There are many moments from this past year that I will remember and be grateful for: the way Sylvie knew that Mrs. Soong always had the plastic balls she so loved and she would crawl around looking for them; the time one of our students rang our doorbell to sell us Girl Scout Cookies, and realized it was her “Roots of Empathy” baby who lived there; the time Max and Sylvie and I were crossing a street in front of a school bus that held several of our Roots friends; watching Sylvie achieve milestones in front of the class, and also realizing how much comfort she derived from me as her mother when she felt shy or overwhelmed, yet another milestone.

The end of this year is bittersweet.  My baby is now a toddler, walking and babbling and so full of personality.  Our days visiting the 4th graders at Bryant with Mrs. Soong and Mrs. Kearney are over, and the kids, too, are moving to new classes in the fall.  In this window of her lifetime, Sylvie has changed and grown so dramatically and so quickly, despite my attempts to slow down and savor.
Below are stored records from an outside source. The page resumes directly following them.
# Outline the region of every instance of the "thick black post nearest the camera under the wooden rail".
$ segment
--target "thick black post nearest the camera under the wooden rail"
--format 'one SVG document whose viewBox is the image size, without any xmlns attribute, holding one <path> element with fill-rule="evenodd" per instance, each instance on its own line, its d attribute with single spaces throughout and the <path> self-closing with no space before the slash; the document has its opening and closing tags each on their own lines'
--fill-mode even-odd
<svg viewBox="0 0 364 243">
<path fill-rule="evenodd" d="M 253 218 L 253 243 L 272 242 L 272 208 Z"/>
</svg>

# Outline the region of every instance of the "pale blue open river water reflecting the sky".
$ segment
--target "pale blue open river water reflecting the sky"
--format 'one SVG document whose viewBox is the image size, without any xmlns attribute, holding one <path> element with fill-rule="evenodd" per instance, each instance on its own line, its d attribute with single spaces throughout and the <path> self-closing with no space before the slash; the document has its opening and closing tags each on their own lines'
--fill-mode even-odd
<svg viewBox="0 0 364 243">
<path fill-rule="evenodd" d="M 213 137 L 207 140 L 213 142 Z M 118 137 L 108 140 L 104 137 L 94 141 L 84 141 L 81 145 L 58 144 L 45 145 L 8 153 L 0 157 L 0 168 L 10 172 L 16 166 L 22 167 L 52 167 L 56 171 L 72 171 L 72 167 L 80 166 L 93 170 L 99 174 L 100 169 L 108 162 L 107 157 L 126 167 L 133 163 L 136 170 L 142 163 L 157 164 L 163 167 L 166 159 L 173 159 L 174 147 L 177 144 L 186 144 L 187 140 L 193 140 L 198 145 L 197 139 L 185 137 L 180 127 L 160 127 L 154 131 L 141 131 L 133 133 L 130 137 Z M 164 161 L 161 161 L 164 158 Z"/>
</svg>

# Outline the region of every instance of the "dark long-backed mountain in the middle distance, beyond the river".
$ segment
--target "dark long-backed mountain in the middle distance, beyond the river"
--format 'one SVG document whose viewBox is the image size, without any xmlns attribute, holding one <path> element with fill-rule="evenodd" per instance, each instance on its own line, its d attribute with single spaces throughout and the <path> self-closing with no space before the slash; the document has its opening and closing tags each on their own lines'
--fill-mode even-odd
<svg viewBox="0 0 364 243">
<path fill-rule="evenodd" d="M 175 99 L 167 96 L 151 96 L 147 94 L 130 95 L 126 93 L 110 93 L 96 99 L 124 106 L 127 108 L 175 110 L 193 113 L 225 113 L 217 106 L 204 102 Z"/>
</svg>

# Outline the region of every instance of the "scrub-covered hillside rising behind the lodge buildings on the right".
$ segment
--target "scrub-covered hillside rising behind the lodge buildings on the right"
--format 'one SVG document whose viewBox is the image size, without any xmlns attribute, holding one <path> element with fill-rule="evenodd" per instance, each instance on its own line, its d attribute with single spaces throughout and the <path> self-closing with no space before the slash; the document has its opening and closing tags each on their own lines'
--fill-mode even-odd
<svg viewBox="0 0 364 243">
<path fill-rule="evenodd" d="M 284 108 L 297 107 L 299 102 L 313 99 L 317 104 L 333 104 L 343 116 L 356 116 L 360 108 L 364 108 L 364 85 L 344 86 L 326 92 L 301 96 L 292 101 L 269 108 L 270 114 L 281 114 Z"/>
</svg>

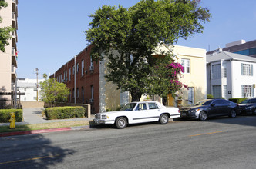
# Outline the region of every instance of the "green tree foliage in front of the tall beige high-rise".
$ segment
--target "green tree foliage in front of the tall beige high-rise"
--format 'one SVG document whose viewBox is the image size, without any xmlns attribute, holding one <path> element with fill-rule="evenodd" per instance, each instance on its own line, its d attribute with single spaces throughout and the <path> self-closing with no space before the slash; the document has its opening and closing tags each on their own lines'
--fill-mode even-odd
<svg viewBox="0 0 256 169">
<path fill-rule="evenodd" d="M 0 0 L 0 10 L 8 6 L 5 0 Z M 2 18 L 0 17 L 0 24 L 2 23 Z M 5 52 L 5 46 L 9 45 L 8 40 L 12 38 L 11 32 L 15 31 L 12 26 L 0 28 L 0 51 Z"/>
</svg>

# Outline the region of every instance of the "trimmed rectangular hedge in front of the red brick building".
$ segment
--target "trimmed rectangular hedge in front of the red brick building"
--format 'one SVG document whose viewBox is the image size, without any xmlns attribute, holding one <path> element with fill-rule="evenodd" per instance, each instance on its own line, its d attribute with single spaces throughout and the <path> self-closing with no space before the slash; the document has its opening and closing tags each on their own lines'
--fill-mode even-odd
<svg viewBox="0 0 256 169">
<path fill-rule="evenodd" d="M 49 120 L 66 118 L 85 117 L 86 108 L 82 106 L 65 106 L 55 108 L 45 108 L 45 115 Z"/>
</svg>

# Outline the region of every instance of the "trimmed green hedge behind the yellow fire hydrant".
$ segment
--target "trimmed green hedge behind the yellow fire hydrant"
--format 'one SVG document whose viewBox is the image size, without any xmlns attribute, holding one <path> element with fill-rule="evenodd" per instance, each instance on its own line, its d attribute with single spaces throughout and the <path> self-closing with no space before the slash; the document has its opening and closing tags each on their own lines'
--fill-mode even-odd
<svg viewBox="0 0 256 169">
<path fill-rule="evenodd" d="M 8 123 L 12 112 L 15 113 L 15 122 L 23 121 L 22 109 L 0 109 L 0 123 Z"/>
</svg>

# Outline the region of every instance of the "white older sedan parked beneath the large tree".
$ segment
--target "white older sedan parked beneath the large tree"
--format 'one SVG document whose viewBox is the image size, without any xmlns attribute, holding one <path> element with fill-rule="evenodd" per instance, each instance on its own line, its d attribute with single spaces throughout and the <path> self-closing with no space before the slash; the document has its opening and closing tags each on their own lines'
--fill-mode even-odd
<svg viewBox="0 0 256 169">
<path fill-rule="evenodd" d="M 179 108 L 167 108 L 157 101 L 142 101 L 126 104 L 120 111 L 95 114 L 96 124 L 115 124 L 116 128 L 126 128 L 127 124 L 159 121 L 167 124 L 169 118 L 179 118 Z"/>
</svg>

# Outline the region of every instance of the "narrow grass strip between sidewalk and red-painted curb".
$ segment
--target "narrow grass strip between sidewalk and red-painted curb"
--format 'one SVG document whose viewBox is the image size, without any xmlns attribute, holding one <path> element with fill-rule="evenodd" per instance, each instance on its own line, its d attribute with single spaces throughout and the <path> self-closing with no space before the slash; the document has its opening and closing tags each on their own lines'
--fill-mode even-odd
<svg viewBox="0 0 256 169">
<path fill-rule="evenodd" d="M 15 125 L 14 129 L 10 129 L 9 126 L 0 126 L 0 133 L 13 131 L 35 131 L 49 128 L 67 128 L 85 125 L 89 125 L 89 121 L 62 121 L 42 124 Z"/>
</svg>

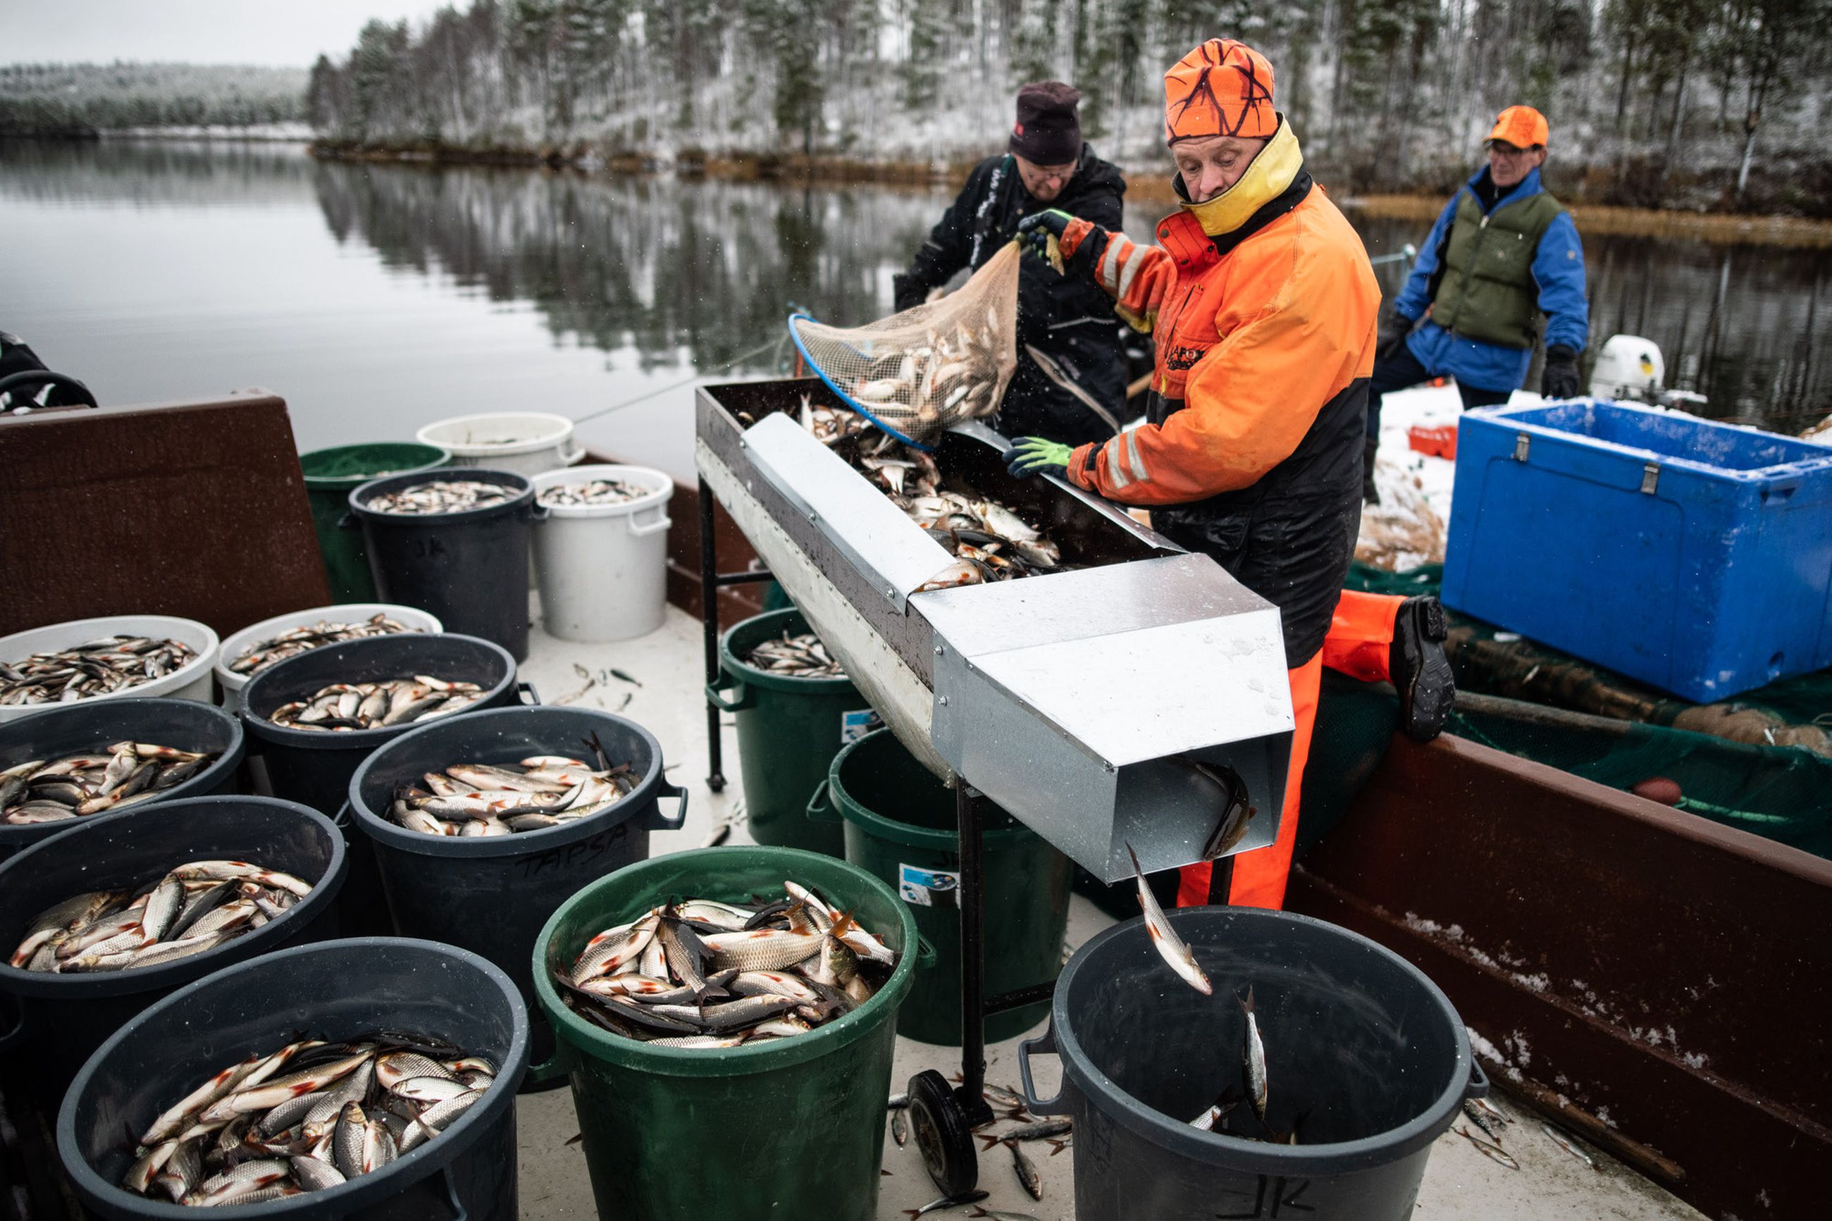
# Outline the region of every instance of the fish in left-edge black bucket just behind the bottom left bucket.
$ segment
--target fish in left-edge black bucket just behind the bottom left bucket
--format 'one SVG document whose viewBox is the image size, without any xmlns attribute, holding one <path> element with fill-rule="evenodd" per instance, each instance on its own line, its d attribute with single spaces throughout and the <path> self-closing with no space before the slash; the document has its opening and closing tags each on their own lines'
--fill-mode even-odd
<svg viewBox="0 0 1832 1221">
<path fill-rule="evenodd" d="M 191 860 L 139 890 L 97 890 L 33 917 L 13 967 L 75 974 L 158 967 L 255 932 L 311 882 L 247 860 Z"/>
</svg>

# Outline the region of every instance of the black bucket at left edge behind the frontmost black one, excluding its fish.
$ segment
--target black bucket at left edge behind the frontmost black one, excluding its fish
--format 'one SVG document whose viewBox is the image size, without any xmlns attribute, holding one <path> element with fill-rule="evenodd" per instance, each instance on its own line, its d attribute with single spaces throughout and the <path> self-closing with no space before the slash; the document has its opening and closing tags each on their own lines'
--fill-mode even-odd
<svg viewBox="0 0 1832 1221">
<path fill-rule="evenodd" d="M 337 935 L 344 844 L 330 818 L 293 802 L 200 796 L 110 815 L 0 864 L 0 941 L 11 954 L 31 919 L 55 902 L 141 886 L 187 860 L 220 859 L 284 870 L 311 882 L 311 893 L 251 934 L 159 967 L 53 976 L 0 957 L 0 992 L 16 998 L 22 1014 L 15 1031 L 0 1034 L 0 1051 L 29 1065 L 48 1106 L 103 1040 L 174 989 L 286 945 Z"/>
</svg>

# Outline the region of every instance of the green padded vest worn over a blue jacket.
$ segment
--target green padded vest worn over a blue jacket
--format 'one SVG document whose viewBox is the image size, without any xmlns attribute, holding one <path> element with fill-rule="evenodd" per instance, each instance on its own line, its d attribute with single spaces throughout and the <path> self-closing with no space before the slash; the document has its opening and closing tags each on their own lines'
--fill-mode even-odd
<svg viewBox="0 0 1832 1221">
<path fill-rule="evenodd" d="M 1431 320 L 1464 339 L 1532 348 L 1539 340 L 1533 254 L 1546 225 L 1563 211 L 1563 203 L 1541 190 L 1484 216 L 1471 192 L 1458 194 Z"/>
</svg>

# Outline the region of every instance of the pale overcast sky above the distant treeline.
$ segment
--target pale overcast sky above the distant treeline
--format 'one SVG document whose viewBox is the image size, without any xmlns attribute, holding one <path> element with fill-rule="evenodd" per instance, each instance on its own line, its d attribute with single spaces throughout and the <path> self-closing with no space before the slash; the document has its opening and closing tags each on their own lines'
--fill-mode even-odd
<svg viewBox="0 0 1832 1221">
<path fill-rule="evenodd" d="M 185 60 L 308 68 L 346 55 L 372 16 L 443 0 L 0 0 L 0 64 Z"/>
</svg>

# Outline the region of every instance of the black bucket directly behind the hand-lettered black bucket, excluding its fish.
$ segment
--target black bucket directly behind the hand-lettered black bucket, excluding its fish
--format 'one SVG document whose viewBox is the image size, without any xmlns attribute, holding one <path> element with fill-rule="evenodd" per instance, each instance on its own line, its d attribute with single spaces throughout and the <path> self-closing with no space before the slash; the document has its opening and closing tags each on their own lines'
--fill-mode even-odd
<svg viewBox="0 0 1832 1221">
<path fill-rule="evenodd" d="M 333 815 L 350 849 L 350 884 L 337 901 L 339 928 L 346 935 L 385 935 L 394 932 L 388 904 L 381 897 L 376 851 L 366 835 L 350 826 L 344 804 L 350 776 L 385 741 L 412 732 L 414 725 L 322 732 L 288 729 L 267 719 L 275 708 L 306 699 L 330 683 L 376 683 L 427 674 L 436 679 L 463 679 L 484 686 L 484 699 L 453 718 L 471 716 L 515 701 L 515 659 L 509 650 L 474 635 L 399 633 L 326 644 L 288 657 L 249 679 L 242 688 L 242 721 L 267 769 L 273 794 L 302 802 Z"/>
</svg>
The day to day stressors are still here-- they may never completely leave, I am sure.  But they will also change, just like Sylvie is changing.  Someday I may realize that I am actually showering regularly in the mornings without consequence, that Max will eat strawberries in whatever form he receives them, that I am not navigating across toys on the living room rug.  And I imagine that there may come a time when I miss this stress and chaos, because it will mean that my babies are no longer babies, and that though the days felt long, the years were much too short.